Robertson denied himself additional points in the Most Embarrassing standings by not claiming oracular powers of interpretation in this instance. WorldNet Daily notes:
Robertson was awarded some additional points for this statement, which, while not claiming divine revelation to interpret the Bible in this instance, does indicate that he expects such revelation occasionally and is willing to claim it publicly. Misnaming a biblical book and mis-citing a text while at the same time claiming oracular interpretation would constitute an embarrassment trifecta seldom achieved in international Christian Embarrassment competition.
When asked if the world was approaching that [final] moment, Robertson said, "It's possible. I don't have any special revelation [emphasis inserted] to say it is but the Bible does indicate such a time will happen in the end of time. And could this be it? It might be."
Robertson also received a few points for chauvinism with the clause "for anybody who knows what it's like to have a wife going into labor." Alert judges noted that this selection of words implies that men with wives who have experienced labor can understand a text about the onset of labor pains while women who have actually experienced labor are excluded.
Robertson's remark has prompted some observers of the Most Embarrassing Christian competition to call for a quick end to it. "Robertson is so far ahead, it's impossible to see how anyone could ever pass him," offered one informed fan. "Finding someone in bed with a live boy or a dead girl wouldn't be enough to pass Robertson now, as Jimmy Swaggert proved twenty years ago." But backers of Jerry Falwell insist that he may still have a bon mot left that can bring him back within striking distance.

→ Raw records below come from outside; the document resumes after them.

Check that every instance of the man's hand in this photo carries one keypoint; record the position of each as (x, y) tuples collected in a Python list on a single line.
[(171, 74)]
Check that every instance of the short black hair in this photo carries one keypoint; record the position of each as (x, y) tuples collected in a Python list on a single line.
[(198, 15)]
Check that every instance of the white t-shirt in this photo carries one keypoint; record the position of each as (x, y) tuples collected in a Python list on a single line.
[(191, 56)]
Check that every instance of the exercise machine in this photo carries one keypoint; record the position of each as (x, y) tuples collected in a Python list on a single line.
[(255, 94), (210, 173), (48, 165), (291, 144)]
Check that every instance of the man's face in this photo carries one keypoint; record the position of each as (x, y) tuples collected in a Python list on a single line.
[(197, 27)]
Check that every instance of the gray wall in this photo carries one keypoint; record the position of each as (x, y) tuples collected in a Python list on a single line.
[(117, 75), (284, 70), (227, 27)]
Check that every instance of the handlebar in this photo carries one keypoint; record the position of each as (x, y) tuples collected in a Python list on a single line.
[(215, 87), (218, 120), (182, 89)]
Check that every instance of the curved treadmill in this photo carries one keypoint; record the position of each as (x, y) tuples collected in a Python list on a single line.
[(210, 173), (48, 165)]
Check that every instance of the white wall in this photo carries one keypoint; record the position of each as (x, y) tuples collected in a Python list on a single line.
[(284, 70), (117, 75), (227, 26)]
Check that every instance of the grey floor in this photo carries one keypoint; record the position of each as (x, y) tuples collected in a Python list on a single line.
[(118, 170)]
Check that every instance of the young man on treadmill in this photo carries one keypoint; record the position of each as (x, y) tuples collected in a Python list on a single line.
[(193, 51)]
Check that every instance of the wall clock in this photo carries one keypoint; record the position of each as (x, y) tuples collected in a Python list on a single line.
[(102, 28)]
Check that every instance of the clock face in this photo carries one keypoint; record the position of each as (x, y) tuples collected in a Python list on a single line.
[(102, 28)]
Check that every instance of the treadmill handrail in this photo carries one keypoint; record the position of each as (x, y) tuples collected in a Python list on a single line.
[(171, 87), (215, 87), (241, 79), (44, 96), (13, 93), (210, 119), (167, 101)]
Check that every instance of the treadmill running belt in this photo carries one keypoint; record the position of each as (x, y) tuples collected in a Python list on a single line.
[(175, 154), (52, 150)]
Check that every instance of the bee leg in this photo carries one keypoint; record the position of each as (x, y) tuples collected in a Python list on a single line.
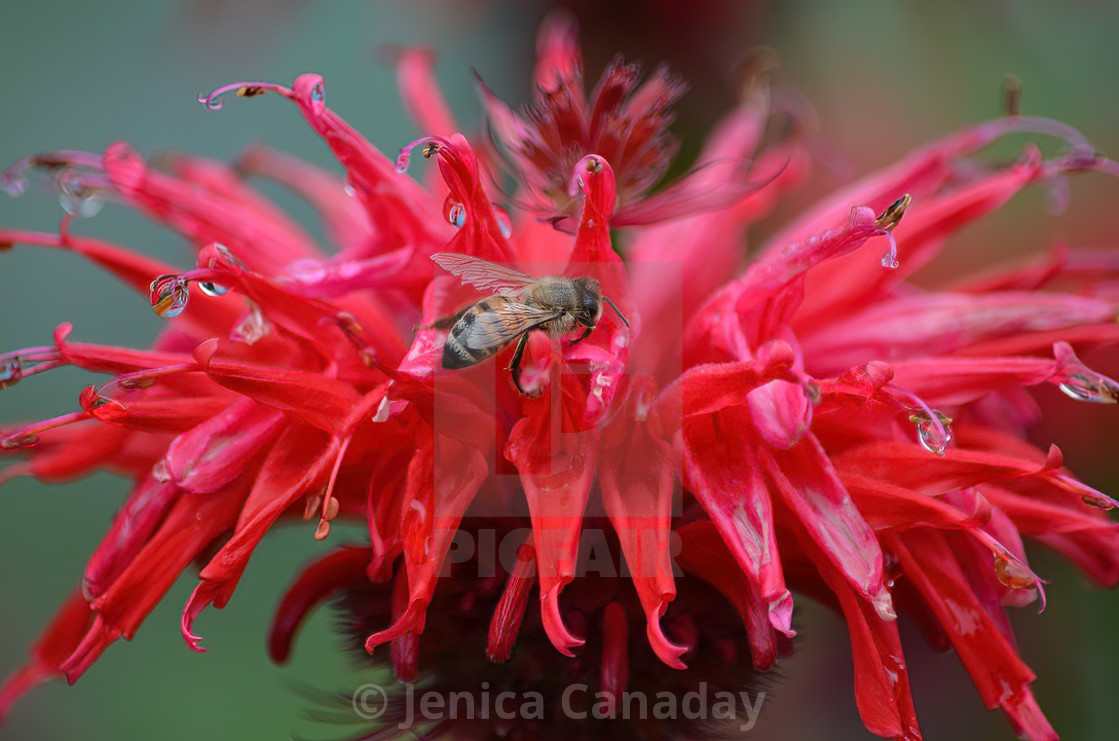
[(620, 315), (586, 333), (515, 364)]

I think to make this whole award thing work, you need to come up with a name for it. The first one that comes to my mind is "the Doofus," but that seems too generic. Another possibility is "the MEA" (as in mea culpa) for M(ost) E(mbarrassing) A(ward), but, again, it's too generic and, alas, too polite. Perhaps the best choice is simply to name it "the Pat Robertson." Then you would have a name that is (1) highly specific, (2) widely associated with "doofus" and "mea culpa," and (3) rarely mentioned in polite company.
This morning while drinking my coffee and channel surfing I came across The View. The only thing more comical than Robertson's comment was those women discussing Robertson's comment along with Star Jones offering her own theological spin. The Daily Show couldn't have done a better job.